As a physicist, he discovered the birefringence of mica minerals , which is why the mineral biotite was named after him by the German mineralogist Hausmann . In his honor, the former cgs unit of electrical current was named with " Biot " ( unit symbol Bi), as well as a dimensionless number ( Biot number ) of thermodynamics . The Biot crater on the moon also bears his name.

In addition, he was honored for his scientific achievements by his admission as a foreign member in the Prussian order Pour le Mérite for science and the arts on August 17, 1850 . In addition, he had been a corresponding member of the Prussian Academy of Sciences since 1820 and a foreign member from 1850 . The Bavarian Academy of Sciences , he belonged since 1820 as a foreign member.

Biot also did research on the history of natural sciences. Among other things, he wrote about Newton and the astronomy of the ancient Egyptians , Indians and Chinese. His son Édouard Biot (1803-1850) became a railway engineer and sinologist .

Works (selection)

Essai de géométrie analytique , 1826
  • Essai sur l'histoire générale des sciences pendant la Révolution française (1795–1803)
  • Traité analytique des courbes et des surfaces du second degré (1802)
  • Relation d'un voyage fait dans le département de l'Orne pour constater la réalité d'un météore observé à l'Aigle le 6 floréal at 11 (1803). Texts and comments on BibNum.
  • Mémoire sur les affinités des corps pour la lumière, et particulièrement sur les forces réfringentes des différens gaz, by MM. Biot et Arago (1806)
  • Essai de géométrie analytique, appliqué aux courbes et aux surfaces du second ordre (1805)
  • Recherches sur les réfractions extraordinaires qui ont lieu près de l'horizon (1810)
  • Traité élémentaire d'astronomie physique (1810)
  • Tables barométriques portatives, donnant les différences de niveau par une simple soustraction.
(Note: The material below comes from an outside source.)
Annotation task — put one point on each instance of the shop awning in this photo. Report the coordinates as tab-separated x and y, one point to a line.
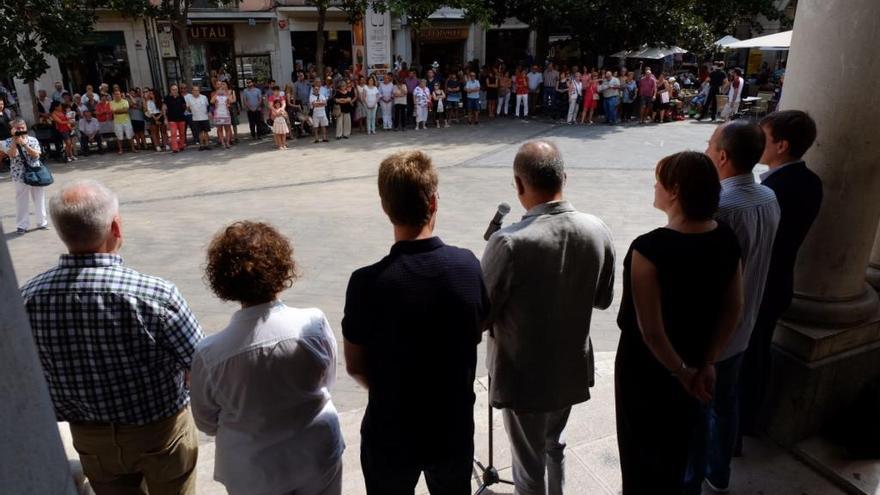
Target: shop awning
650	52
775	41
725	41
Avec une instruction contenant l'histoire de la formule barométrique; et sa demonstration complète par les simples élémens de l'Algèbre; a l'usage des ingénieurs, des physiciens, des naturalistes, et de tous les voyageurs (1811) digitized
  • Recherches expérimentales et mathématiques sur les mouvemens des molécules de la lumière autour de leur center de gravité (1814)
  • Traité de physique expérimentale et mathématique . 1816; archive.org
  • Précis élémentaire de physique expérimentale . 1817; d'après ses cours de physique à la faculté des sciences de Paris; archive.org
  • Recueil d'observations géodésiques, astronomiques et physiques, exécutées par ordre du Bureau des longitudes de France en Espagne, en France, en Angleterre et en Écosse, pour déterminer la variation de la pesanteur et des degrés terrestres sur le prolongement du méridien de Paris ( 1821)
  • Recherches sur plusieurs points de l'astronomie égyptienne appliquées aux monumens astronomiques trouvés en Égypte (1823)
  • Notions élémentaires de statique (1829)
  • "Mémoire sur plusieurs points fondamentaux de mécanique chimique", Mémoires de l'Académie royale de l'Institut de France [= Mémoires de l'Académie des Sciences ], t. 16, 1838, pp. 229-396. Consultable on Gallica .
  • Mémoire sur la vraie constitution de l'atmosphère terrestre, déduite de l'expérience, avec ses applications à la mesure des hauteurs par les observations barométriques et au calcul des réfractions (1841)
  • Mémoire sur le zodiaque circulaire de Dendérah (1844)
  • Traité d'astronomie physique (6 volumes, 1850)
  • Le Tcheou-li, ou Rites des Tcheou, traduit pour la première fois du chinois par feu Édouard Biot (1851)
  • Mélanges scientifiques et littéraires (1858)
  • Études sur l'astronomie indienne et sur l'astronomie chinoise (1862)

Web links

Commons : Jean-Baptiste Biot  - Collection of images, videos and audio files

Individual evidence

  1. ^ Genealogy by FG ​​Brisson
  2. ^ Biographical Index: Former RSE Fellows 1783–2002. Royal Society of Edinburgh, accessed October 9, 2019 .
  3. The Order Pour le Merite for Science and the Arts. The members of the order . Volume I (1842-1881), p. 146, Gebr. Mann-Verlag, Berlin, 1975
  4. ^ Members of the previous academies. Jean Baptiste Biot. Berlin-Brandenburg Academy of Sciences and Humanities , accessed on February 23, 2015 .
  5. ^ Member entry of Jean-Baptiste Biot at the Bavarian Academy of Sciences , accessed on January 2, 2017.